If you don't have the budget to attend a course, consider webinars. If you are able to attend an in-person course like those mentioned above, you may consider augmenting that with webinars as well. TrustArc, OneTrust, and Nymity have a comprehensive series of webinars that are available on their websites. The nice thing about webinars — in addition to being free — is that you can watch them from anywhere, at any time, as long as you have an Internet connection.
2. There are a few books that have been written on GDPR, but... Personally, the handful of books I have read on the topic reminded me of the early PCI DSS books that were not much more helpful than reading the standard itself. Most books are out of date before they even hit the virtual book shelves. I've found online articles, following the news feed from IAPP, and the guidance from the Article 29 Working Party advisory board and the Information Commissioner's Office (ICO) out of the UK to be more helpful.
3. There are many other online resources and tools that are very helpful. If you are unsure if you need a data protection officer, there are flow charts online to help you step through the requirements to determine if you need to appoint or hire a resource. Also available with a quick online search are checklists and templates. Nymity has a very nice GDPR Compliance Toolkit available for download.
Augmenting your knowledge with tools to assist in executing on some of the more daunting tasks for GDPR is a great way to help your organization meet the requirements. If you don't have processes and tools in place to address tasks such as process mapping performing privacy impact assessments (PIAs) and data protection impact assessments (DPIAs), vendor tools may be a solution. I joke that for Christmas I got the TrustArc Data Flow Manager and Assessment Manager Modules from our chief security officer and our VP of finance. These tools have proven invaluable to me. We decided to go with TrustArc for several reasons. However, I evaluated the solutions from OneTrust and Nymity as well. I highly recommend evaluating the solutions that best meet your needs.
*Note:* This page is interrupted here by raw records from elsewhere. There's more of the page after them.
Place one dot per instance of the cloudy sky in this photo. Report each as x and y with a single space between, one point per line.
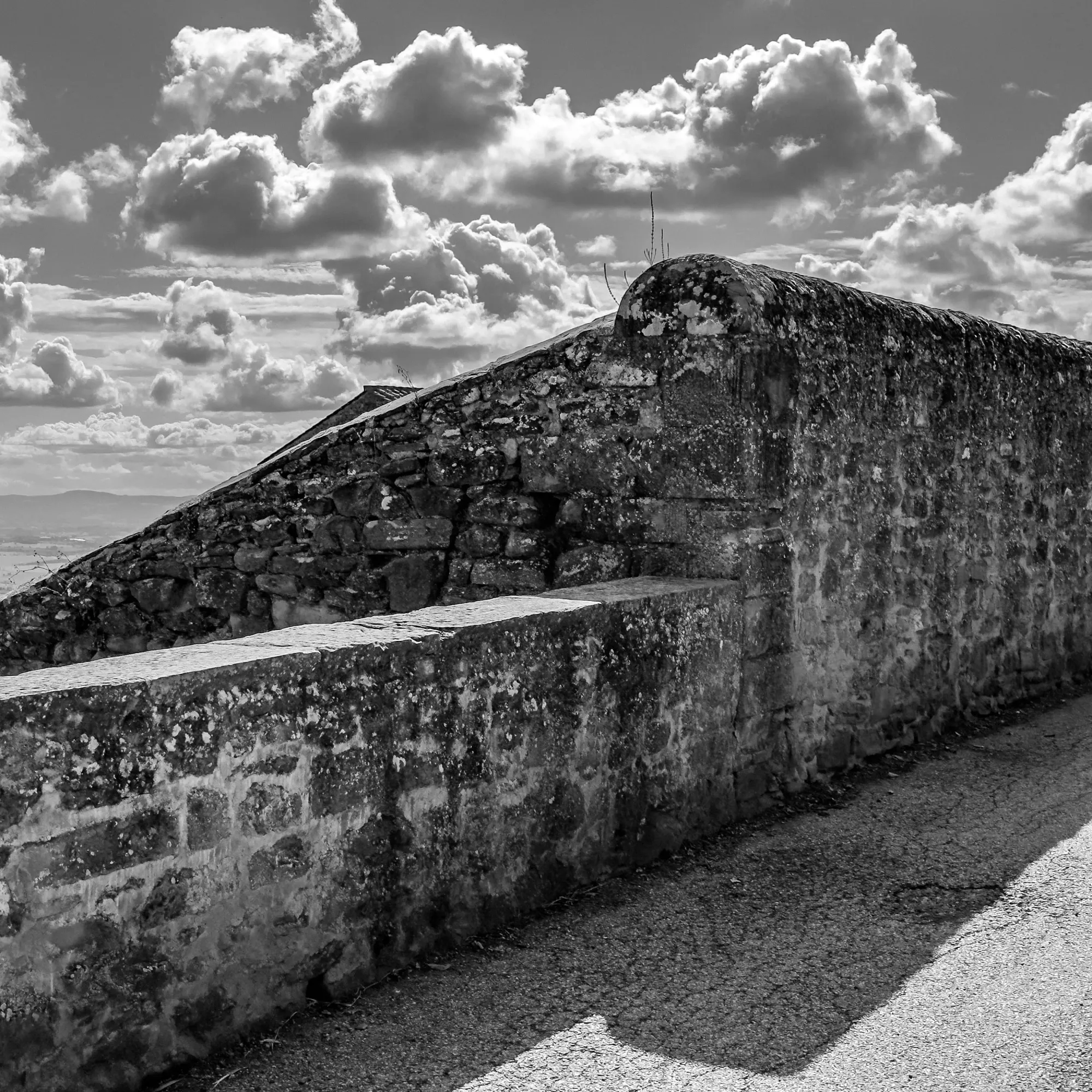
220 218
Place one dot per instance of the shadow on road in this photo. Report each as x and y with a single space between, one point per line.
756 951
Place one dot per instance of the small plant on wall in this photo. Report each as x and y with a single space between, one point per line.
649 253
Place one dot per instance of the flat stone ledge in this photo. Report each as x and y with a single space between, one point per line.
303 640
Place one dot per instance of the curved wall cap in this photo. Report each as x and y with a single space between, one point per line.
695 296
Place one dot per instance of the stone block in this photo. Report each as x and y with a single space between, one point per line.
523 544
103 848
222 590
278 584
354 498
269 808
767 684
287 613
436 501
767 625
589 565
480 541
468 465
287 860
346 780
159 594
414 581
511 512
507 575
208 821
431 532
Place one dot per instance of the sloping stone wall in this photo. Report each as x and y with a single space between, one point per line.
541 471
192 837
905 494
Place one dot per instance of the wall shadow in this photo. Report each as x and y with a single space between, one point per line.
755 951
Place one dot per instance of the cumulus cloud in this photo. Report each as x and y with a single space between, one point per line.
66 194
241 196
750 128
199 323
54 375
471 292
443 93
991 257
602 246
20 146
16 311
200 326
232 69
113 432
254 379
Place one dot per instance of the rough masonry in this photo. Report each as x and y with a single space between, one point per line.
904 491
199 838
899 496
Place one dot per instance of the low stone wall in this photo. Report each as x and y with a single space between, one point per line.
191 839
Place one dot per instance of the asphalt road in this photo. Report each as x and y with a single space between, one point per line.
924 923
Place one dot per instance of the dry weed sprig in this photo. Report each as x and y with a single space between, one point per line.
649 255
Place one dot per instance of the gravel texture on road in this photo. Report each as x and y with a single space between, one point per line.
922 922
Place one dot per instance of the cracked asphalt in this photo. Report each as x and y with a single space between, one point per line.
924 922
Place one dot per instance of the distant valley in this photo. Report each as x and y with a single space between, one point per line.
42 535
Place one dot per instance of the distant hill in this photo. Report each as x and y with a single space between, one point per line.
80 509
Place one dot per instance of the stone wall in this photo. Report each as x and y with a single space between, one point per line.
192 840
904 492
541 471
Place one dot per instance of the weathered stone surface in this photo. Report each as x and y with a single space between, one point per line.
345 810
412 581
269 808
509 576
287 860
222 590
207 818
900 492
104 848
428 533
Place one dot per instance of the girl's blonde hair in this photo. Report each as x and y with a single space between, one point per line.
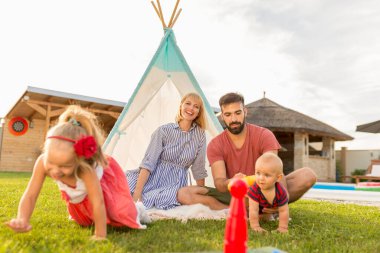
200 120
75 123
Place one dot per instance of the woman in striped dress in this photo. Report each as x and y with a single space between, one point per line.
173 148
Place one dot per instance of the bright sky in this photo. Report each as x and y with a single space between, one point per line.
318 57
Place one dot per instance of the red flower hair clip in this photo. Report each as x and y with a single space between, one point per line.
84 147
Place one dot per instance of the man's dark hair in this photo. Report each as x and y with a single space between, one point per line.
230 98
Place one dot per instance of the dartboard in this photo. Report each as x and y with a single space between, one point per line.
18 126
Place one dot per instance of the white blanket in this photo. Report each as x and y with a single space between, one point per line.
185 212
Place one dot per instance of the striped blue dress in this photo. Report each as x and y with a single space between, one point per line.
170 153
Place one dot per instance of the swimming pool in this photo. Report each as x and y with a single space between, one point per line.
341 191
348 187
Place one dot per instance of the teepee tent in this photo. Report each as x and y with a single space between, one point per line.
155 102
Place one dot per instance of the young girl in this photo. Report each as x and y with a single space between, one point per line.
267 192
94 186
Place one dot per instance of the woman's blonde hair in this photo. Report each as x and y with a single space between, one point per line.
200 120
75 123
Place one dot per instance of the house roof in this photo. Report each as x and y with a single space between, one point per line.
275 117
34 102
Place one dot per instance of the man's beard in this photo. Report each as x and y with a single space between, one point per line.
236 130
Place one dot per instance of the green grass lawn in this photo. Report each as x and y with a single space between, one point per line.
315 227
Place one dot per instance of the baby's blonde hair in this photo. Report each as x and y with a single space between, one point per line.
200 120
75 123
273 160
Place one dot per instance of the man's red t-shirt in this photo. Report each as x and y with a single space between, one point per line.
258 141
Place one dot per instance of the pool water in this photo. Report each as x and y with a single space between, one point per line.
348 187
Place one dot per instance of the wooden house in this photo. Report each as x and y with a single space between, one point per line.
24 127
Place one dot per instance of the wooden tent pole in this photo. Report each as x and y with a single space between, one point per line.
158 14
174 11
176 16
162 15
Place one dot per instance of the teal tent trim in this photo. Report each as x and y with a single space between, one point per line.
169 58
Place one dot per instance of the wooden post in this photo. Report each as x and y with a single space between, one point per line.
47 122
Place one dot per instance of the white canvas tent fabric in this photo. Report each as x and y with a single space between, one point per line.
155 102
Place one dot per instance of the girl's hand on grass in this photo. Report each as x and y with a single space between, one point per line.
98 238
270 210
19 225
259 230
282 230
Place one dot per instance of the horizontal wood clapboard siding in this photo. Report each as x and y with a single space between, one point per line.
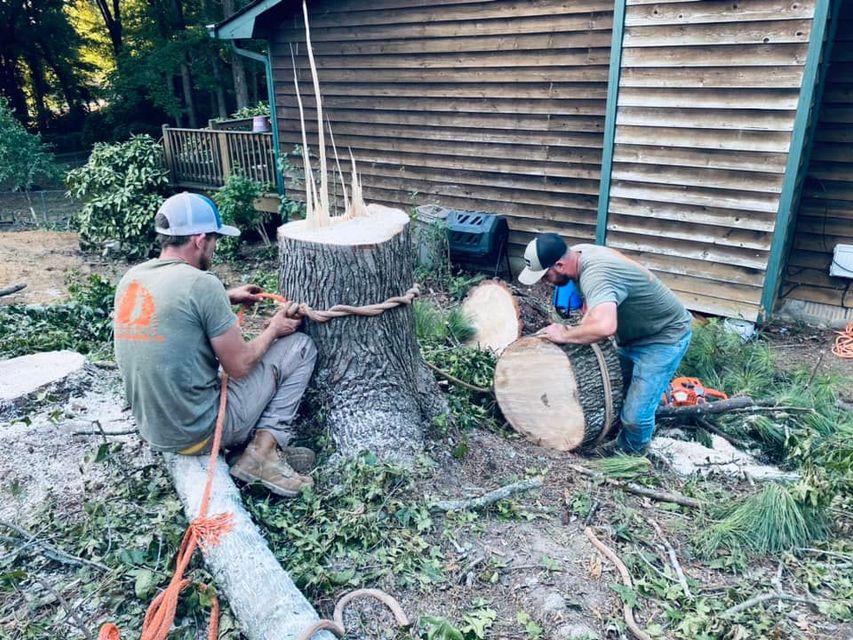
825 215
497 106
708 94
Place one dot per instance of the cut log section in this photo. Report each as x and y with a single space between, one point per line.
560 396
501 314
261 594
376 391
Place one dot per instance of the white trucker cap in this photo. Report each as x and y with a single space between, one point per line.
190 214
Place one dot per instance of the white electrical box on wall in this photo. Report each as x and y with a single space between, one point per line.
842 261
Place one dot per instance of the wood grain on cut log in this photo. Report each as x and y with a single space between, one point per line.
375 391
266 602
501 314
555 394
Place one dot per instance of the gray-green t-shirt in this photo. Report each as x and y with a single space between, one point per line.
647 312
166 312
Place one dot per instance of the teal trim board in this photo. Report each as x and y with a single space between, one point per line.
610 119
797 150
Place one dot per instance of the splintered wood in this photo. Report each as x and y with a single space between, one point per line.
318 211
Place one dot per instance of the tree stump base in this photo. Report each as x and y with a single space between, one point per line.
376 393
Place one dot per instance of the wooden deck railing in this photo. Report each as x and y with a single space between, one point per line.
204 158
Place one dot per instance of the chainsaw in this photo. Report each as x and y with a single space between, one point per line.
685 392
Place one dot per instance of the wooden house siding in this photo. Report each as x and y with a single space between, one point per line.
708 93
825 216
497 106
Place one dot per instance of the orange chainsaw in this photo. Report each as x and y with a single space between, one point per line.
685 392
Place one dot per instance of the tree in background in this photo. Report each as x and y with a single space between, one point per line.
23 156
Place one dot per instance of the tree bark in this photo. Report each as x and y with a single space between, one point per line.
556 395
260 593
374 387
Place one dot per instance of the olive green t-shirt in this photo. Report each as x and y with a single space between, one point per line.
166 312
647 312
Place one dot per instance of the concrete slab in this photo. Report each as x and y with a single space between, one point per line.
23 375
686 458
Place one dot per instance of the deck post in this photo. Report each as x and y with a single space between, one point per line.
224 155
168 153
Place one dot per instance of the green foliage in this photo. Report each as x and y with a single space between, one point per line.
437 326
360 527
766 522
236 202
82 324
624 467
23 156
120 187
260 109
132 522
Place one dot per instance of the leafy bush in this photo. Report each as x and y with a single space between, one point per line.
82 324
236 202
23 156
121 187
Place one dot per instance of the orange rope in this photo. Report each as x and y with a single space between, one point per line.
844 343
203 530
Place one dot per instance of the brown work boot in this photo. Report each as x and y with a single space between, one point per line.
302 459
269 469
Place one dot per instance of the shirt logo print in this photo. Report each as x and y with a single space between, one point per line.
136 315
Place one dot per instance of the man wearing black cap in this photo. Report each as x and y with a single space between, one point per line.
621 298
174 328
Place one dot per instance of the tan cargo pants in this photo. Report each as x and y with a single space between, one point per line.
269 396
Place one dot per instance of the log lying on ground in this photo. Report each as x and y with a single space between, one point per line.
501 314
559 396
377 393
267 604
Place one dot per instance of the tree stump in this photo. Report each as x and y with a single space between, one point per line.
560 396
501 314
375 390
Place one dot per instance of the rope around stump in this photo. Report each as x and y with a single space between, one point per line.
341 310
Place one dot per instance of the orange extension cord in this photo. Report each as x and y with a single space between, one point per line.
844 343
203 530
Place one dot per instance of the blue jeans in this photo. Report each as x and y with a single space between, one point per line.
647 370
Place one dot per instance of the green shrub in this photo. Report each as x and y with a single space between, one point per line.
23 156
121 187
82 324
236 202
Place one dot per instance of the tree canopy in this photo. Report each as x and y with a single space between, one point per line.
82 71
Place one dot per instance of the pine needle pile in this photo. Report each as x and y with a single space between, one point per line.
621 466
769 521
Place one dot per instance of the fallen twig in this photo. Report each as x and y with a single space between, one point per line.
774 595
105 433
456 380
673 559
487 498
720 406
660 496
12 288
626 580
70 612
51 552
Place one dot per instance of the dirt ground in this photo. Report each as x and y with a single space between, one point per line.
543 565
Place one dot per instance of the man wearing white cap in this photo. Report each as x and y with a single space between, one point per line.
174 328
621 298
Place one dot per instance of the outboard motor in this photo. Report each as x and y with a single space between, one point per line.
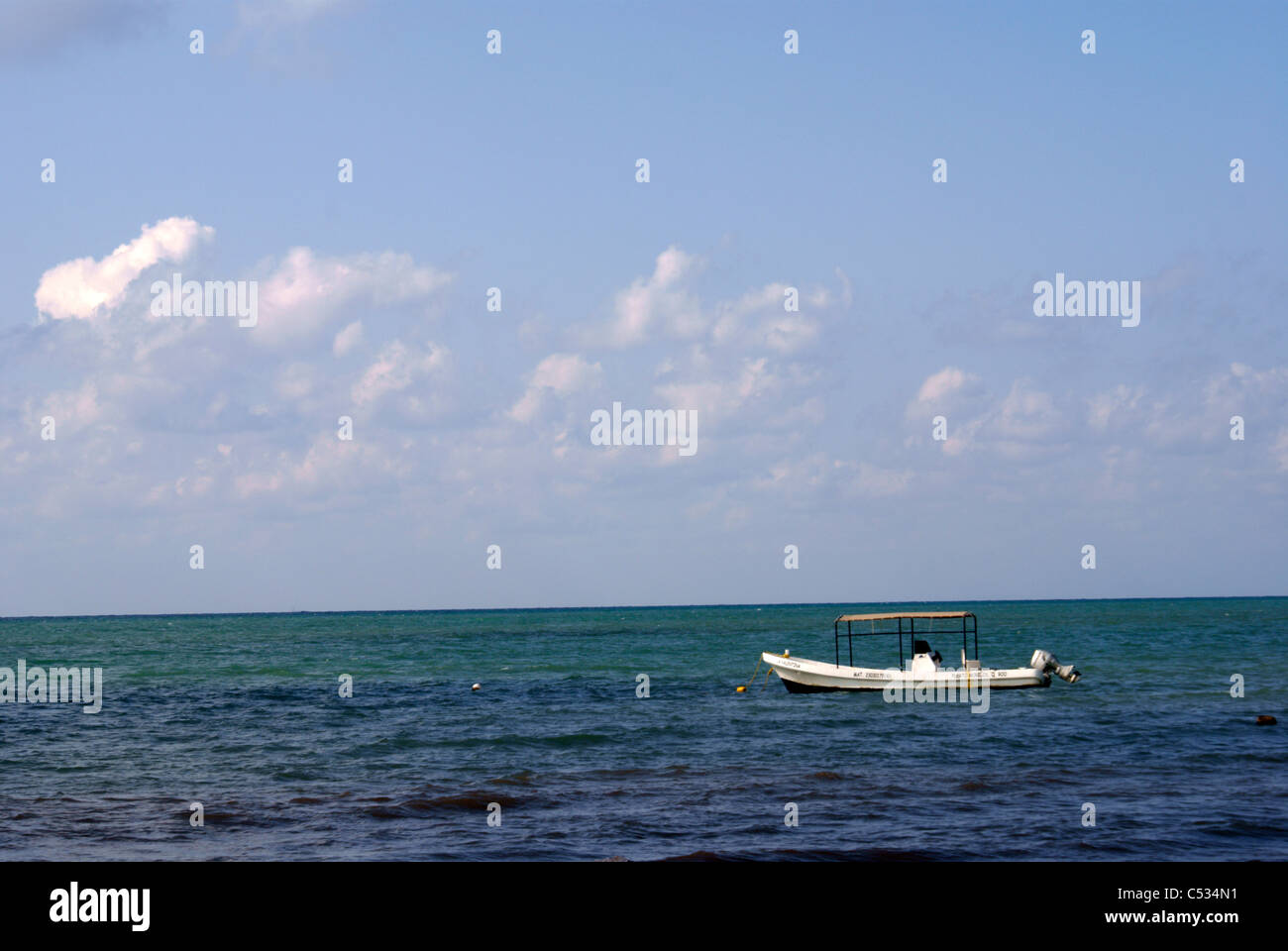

4. If you're not an attorney, identify your limits in terms of knowledge and ability. I have a very strong information security and compliance background and, before my training for GDPR, some privacy training; however, I'm not an attorney and have not gone to law school. I'm well aware of the boundaries of my knowledge and do not hesitate to work with our senior management to engage our outside counsel when necessary. For example, one instance where we deferred to our attorneys is when we had to write a data processing addendum (DPA), which is a formal legal contract required under GDPR that outlines the roles and responsibilities of data controllers and processors.
5. Last but not least, reach out to your peers. Many of us are working through the onslaught of requests for information on how our companies will meet the requirements of GDPR as well as reaching out to all our vendors to ask the dreaded question, "What are you doing to meet the requirements of GDPR?" Seek support from peers to discuss your questions, worries, confusion, and frustration.